5. initiate skills mapping and retail mobility plans to pool resources and retain top talent.
THE FORECAST. STILL UNCERTAIN.
The objectives of De Meo’s plan are very ambitious, at times hyperbolic, although still vague and indeterminate in terms of values, timing and methods (how much, when, how). These objectives include:
making Kering the undisputed Challenger of luxury (the ‘Good No. 2’) in 5-10 years: more agile, first on trends, on the podium in every category, the fastest and most efficient.
building the Group’s competitive advantage by incorporating technology at every level of the organisation (hardware and software), making Kering the most technologically advanced luxury group.
creating a fully integrated ecosystem built around customers to meet every expectation of an extraordinary life. A company built around the Cloud; the Cloud built around the Customer.
Relaunch Gucci’s growth at a sustainable pace, reducing the Group’s dependence on a single brand.

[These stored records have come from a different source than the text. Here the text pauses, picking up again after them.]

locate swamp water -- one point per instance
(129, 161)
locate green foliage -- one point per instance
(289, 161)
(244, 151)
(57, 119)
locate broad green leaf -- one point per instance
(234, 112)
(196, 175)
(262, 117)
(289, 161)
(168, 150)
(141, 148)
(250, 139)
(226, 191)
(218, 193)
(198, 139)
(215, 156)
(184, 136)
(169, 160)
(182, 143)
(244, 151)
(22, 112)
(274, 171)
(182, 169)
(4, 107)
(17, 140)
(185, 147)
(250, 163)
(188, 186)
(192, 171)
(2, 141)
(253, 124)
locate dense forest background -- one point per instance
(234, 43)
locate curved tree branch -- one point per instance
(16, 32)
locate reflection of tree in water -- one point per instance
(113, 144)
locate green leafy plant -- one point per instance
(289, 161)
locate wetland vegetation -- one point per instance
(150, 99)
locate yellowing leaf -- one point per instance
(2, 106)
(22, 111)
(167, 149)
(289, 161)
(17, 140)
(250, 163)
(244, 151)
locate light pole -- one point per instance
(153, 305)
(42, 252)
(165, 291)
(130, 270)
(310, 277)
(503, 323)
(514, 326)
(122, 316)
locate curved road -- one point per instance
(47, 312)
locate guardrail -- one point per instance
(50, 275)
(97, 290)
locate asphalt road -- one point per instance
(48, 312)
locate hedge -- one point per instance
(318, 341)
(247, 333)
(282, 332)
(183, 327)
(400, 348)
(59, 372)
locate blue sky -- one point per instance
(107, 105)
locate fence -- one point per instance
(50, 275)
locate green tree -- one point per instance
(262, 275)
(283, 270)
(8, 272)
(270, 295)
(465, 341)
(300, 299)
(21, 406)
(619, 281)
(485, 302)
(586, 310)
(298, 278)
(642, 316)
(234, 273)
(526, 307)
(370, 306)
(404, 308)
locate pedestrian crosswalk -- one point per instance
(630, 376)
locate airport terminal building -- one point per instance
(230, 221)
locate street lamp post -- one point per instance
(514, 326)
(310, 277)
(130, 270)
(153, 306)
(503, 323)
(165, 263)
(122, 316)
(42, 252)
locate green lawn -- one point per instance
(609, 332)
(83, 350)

Rebalance the contribution of the Fashion segment to the Group’s total profitability by 2035; explore the rebalancing of fashion cycles by investing in accretive and stable businesses.
Find a resilient and differentiated growth model for each brand.
Go beyond the current scope: start thinking now about where HNWIs (High Net Worth Individuals) will want to spend and build the Group accordingly.
Create an integrated structure of industry, processes, technology, software (AI), data and talent to serve existing brands and integrate new brands and businesses.
Become the most asset-light luxury group.
While my heartfelt wish for the ailing Kering is certainly a speedy recovery,
I cannot help but note that, in this first phase of the top-secret strategic plan, the prognosis still appears to be largely uncertain, especially with regard to the actions that should bring the brands back to the podium of desirability and competitiveness.